Na avaliação de Richard, com a revogação, o ICMS voltará a incidir sobre as vendas ao exterior de produtos como petróleo, minério de ferro, grãos, como soja, café, e ainda açúcar, fumo, frutas, carnes bovina e suína in natura, entre outros produtos, tornando-os menos competitivos no mercado internacional. De tabela vai desestimular o plantio de soja e café. Segundo cálculos primários, a queda na área de plantio de soja pode ser superior a 30% em termos de área, porque é esse porcentual da produção que destinamos às exportações, em soja por exemplo, e mais ainda no café.


A Lei Kandir, em vigor desde 1996, corrigiu um enorme desequilíbrio no Brasil. Pela simples razão de que governos estaduais taxavam as exportações, e assim o Brasil tinha mais uma jabuticaba, a exportação de impostos, pois nenhum país do planeta exporta impostos. O que se busca com exportações são duas coisas: geração de empregos internos e a internalização de moeda forte. Quando se instituiu a Lei Kandir o saldo da balança comercial do agronegócio estava em US$ 12,2 bilhões anuais.
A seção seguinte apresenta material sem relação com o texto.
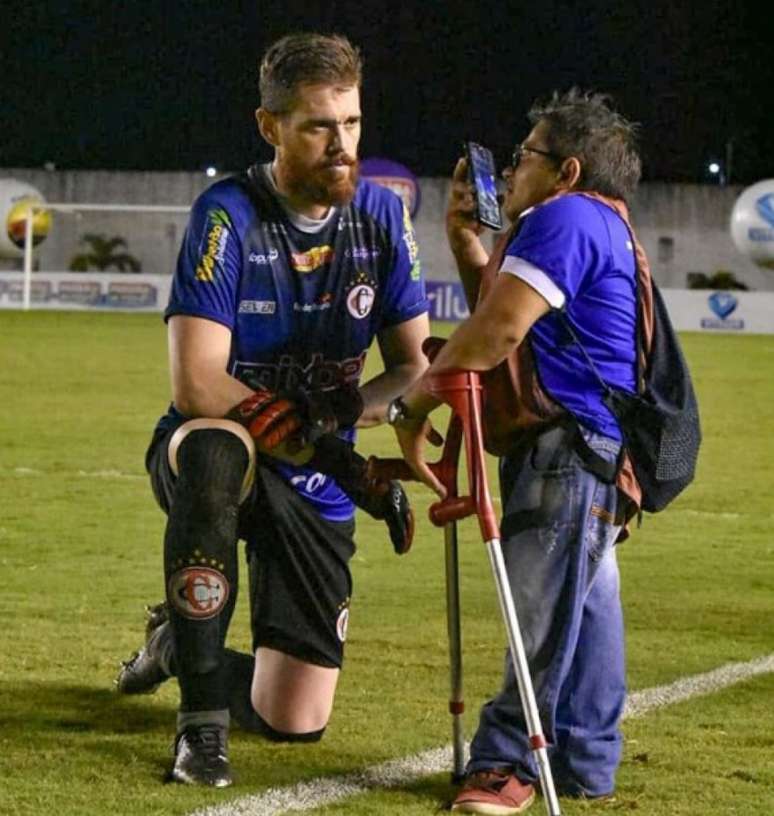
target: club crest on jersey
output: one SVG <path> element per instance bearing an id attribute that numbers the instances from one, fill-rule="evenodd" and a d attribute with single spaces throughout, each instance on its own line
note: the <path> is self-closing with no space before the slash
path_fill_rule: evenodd
<path id="1" fill-rule="evenodd" d="M 205 238 L 206 249 L 196 267 L 196 280 L 211 283 L 214 279 L 215 263 L 223 263 L 226 255 L 231 222 L 225 210 L 217 209 L 207 213 L 206 223 L 209 225 Z"/>
<path id="2" fill-rule="evenodd" d="M 347 311 L 355 320 L 362 320 L 371 314 L 378 288 L 379 285 L 368 276 L 367 272 L 362 269 L 358 270 L 347 292 Z"/>
<path id="3" fill-rule="evenodd" d="M 193 620 L 214 618 L 226 605 L 228 581 L 223 573 L 209 567 L 185 567 L 169 579 L 167 596 L 184 617 Z"/>
<path id="4" fill-rule="evenodd" d="M 314 272 L 321 266 L 330 263 L 333 260 L 333 247 L 329 244 L 323 246 L 312 247 L 306 252 L 291 252 L 290 263 L 296 272 Z"/>

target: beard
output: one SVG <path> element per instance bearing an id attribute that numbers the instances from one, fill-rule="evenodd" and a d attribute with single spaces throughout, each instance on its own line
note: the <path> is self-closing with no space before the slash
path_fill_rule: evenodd
<path id="1" fill-rule="evenodd" d="M 343 207 L 354 198 L 360 177 L 360 162 L 356 158 L 337 156 L 311 168 L 291 156 L 284 159 L 278 170 L 289 198 L 324 207 Z M 330 168 L 342 161 L 346 175 L 333 178 Z"/>

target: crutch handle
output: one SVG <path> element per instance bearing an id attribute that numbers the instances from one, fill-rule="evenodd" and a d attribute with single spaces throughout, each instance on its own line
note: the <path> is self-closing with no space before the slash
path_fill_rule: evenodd
<path id="1" fill-rule="evenodd" d="M 422 351 L 432 362 L 446 341 L 428 337 Z M 446 488 L 446 498 L 431 505 L 430 521 L 436 527 L 476 514 L 485 541 L 499 538 L 500 529 L 495 517 L 486 480 L 483 439 L 481 438 L 481 383 L 476 371 L 444 371 L 428 379 L 427 388 L 436 399 L 452 409 L 446 432 L 443 454 L 437 462 L 428 462 L 433 475 Z M 470 496 L 457 495 L 457 466 L 465 439 Z M 369 478 L 416 481 L 417 476 L 403 459 L 368 460 Z"/>
<path id="2" fill-rule="evenodd" d="M 452 492 L 450 487 L 456 488 L 456 461 L 454 464 L 454 471 L 451 472 L 449 469 L 450 461 L 446 457 L 438 462 L 428 463 L 428 467 L 433 471 L 436 479 L 447 490 L 447 496 L 443 501 L 430 505 L 428 515 L 431 523 L 436 527 L 444 527 L 449 522 L 459 521 L 472 516 L 476 512 L 475 502 L 470 496 L 449 495 Z M 370 456 L 367 468 L 369 479 L 378 479 L 380 481 L 400 479 L 403 482 L 416 482 L 419 480 L 416 473 L 403 459 L 379 459 L 376 456 Z"/>
<path id="3" fill-rule="evenodd" d="M 477 371 L 444 371 L 429 377 L 427 388 L 436 399 L 452 409 L 452 424 L 458 425 L 464 436 L 470 498 L 484 541 L 499 538 L 500 527 L 486 478 L 480 375 Z"/>
<path id="4" fill-rule="evenodd" d="M 437 338 L 430 338 L 437 339 Z M 446 488 L 446 498 L 442 502 L 436 502 L 430 508 L 430 520 L 433 524 L 443 527 L 446 523 L 433 520 L 434 508 L 442 507 L 450 499 L 457 497 L 457 461 L 460 458 L 460 447 L 462 445 L 462 423 L 459 418 L 452 417 L 449 428 L 446 431 L 446 439 L 443 445 L 443 453 L 437 462 L 429 462 L 428 467 L 433 475 Z M 368 459 L 366 473 L 369 479 L 380 479 L 389 481 L 390 479 L 401 479 L 406 482 L 418 481 L 418 476 L 403 459 L 379 459 L 371 456 Z M 442 513 L 445 511 L 441 511 Z M 475 512 L 475 510 L 473 511 Z M 466 513 L 465 515 L 470 515 Z M 462 516 L 458 516 L 462 518 Z"/>
<path id="5" fill-rule="evenodd" d="M 471 496 L 452 496 L 430 505 L 429 515 L 436 527 L 445 527 L 450 522 L 467 518 L 475 512 L 476 504 Z"/>
<path id="6" fill-rule="evenodd" d="M 459 447 L 457 448 L 459 453 Z M 453 451 L 451 451 L 453 453 Z M 456 461 L 452 462 L 451 455 L 446 450 L 437 462 L 428 462 L 436 479 L 449 491 L 455 482 L 457 474 Z M 369 456 L 366 464 L 366 474 L 369 479 L 389 482 L 391 479 L 400 479 L 402 482 L 418 482 L 419 477 L 404 459 L 381 459 L 378 456 Z"/>

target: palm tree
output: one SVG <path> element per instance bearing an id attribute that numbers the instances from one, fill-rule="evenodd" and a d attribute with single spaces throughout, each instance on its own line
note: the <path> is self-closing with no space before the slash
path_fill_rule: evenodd
<path id="1" fill-rule="evenodd" d="M 128 252 L 116 252 L 119 247 L 126 248 L 126 241 L 123 238 L 118 236 L 107 238 L 101 233 L 90 232 L 81 238 L 80 243 L 86 244 L 89 249 L 70 261 L 71 272 L 89 272 L 92 269 L 104 272 L 111 267 L 115 267 L 119 272 L 139 272 L 142 269 L 142 265 L 133 255 Z"/>

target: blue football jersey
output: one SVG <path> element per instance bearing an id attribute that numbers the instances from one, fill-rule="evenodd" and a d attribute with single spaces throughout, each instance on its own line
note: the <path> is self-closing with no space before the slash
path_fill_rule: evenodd
<path id="1" fill-rule="evenodd" d="M 256 165 L 194 203 L 165 319 L 192 315 L 227 326 L 229 373 L 278 391 L 358 382 L 375 335 L 427 310 L 414 230 L 398 196 L 361 180 L 349 205 L 306 231 Z M 171 408 L 160 425 L 184 419 Z M 354 440 L 354 429 L 344 435 Z M 353 505 L 331 477 L 274 466 L 324 518 L 351 518 Z"/>
<path id="2" fill-rule="evenodd" d="M 565 313 L 604 380 L 635 390 L 637 287 L 629 230 L 610 207 L 582 194 L 539 204 L 523 216 L 506 257 L 544 272 L 565 298 Z M 621 439 L 618 421 L 577 344 L 552 310 L 530 329 L 545 390 L 581 424 Z"/>

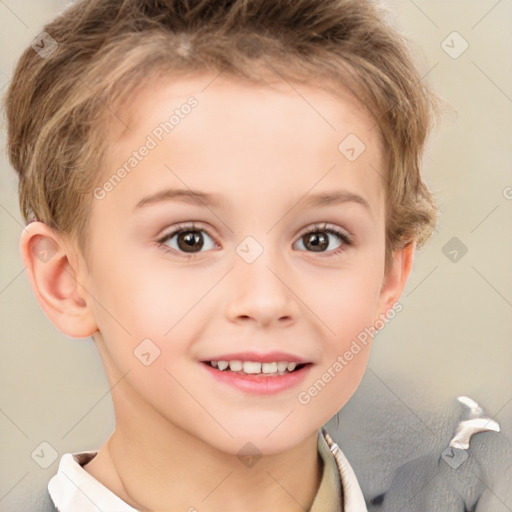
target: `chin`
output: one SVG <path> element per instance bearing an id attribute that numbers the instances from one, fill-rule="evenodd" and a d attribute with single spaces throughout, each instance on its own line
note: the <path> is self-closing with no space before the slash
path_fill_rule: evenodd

A partir daí as exportações tiveram um salto enorme. Em 2016, por exemplo, o saldo foi positivo de US$ 71 bilhões.


O consultor ainda prevê forte desemprego com a revogação da lei KIandir, além da queda nas exportações, e as consequências serão o aprofundamento de uma nefasta recessão como a que existe hoje, que só não é pior por causa do desempenho positivo do agronegócio, que gera empregos, internaliza divisas e ajuda a segurar a inflação. “E o nosso PIB vai acusar isso, negativamente. Não dá para entender a ganância de alguns governadores, pois a Lei Kandir obriga o governo federal a estabelecer uma compensação aos estados, através de repasses que cobrem a não arrecadação do antigo ICMS que ficou faltando a partir de 2006.


Na França, como exemplo civilizado de país moderno, quem já andou por lá a turismo sabe que de toda compra feita (exceto perfumes, vinhos, cosméticos, e serviços como hotéis e restaurantes) é só guardar a nota fiscal e apresentá-la no aeroporto na hora do embarque, para receber em devolução o IVA (Imposto de Valor Agregado, equivalente ao nosso ICMS), na hora, em moeda forte, de 12% do que pagou. Porque os franceses consideram essas compras uma exportação de produtos, e, como tal, devem ser isentas, porque o objetivo é gerar empregos internamente. Mas essa política é seguida por outros países da comunidade europeia, especialmente a Alemanha. Lamentavelmente, os brasileiros, empresários especialmente, estão sempre a reboque dos políticos. Na sequência, vamos chorar o leite derramado”, assinalou.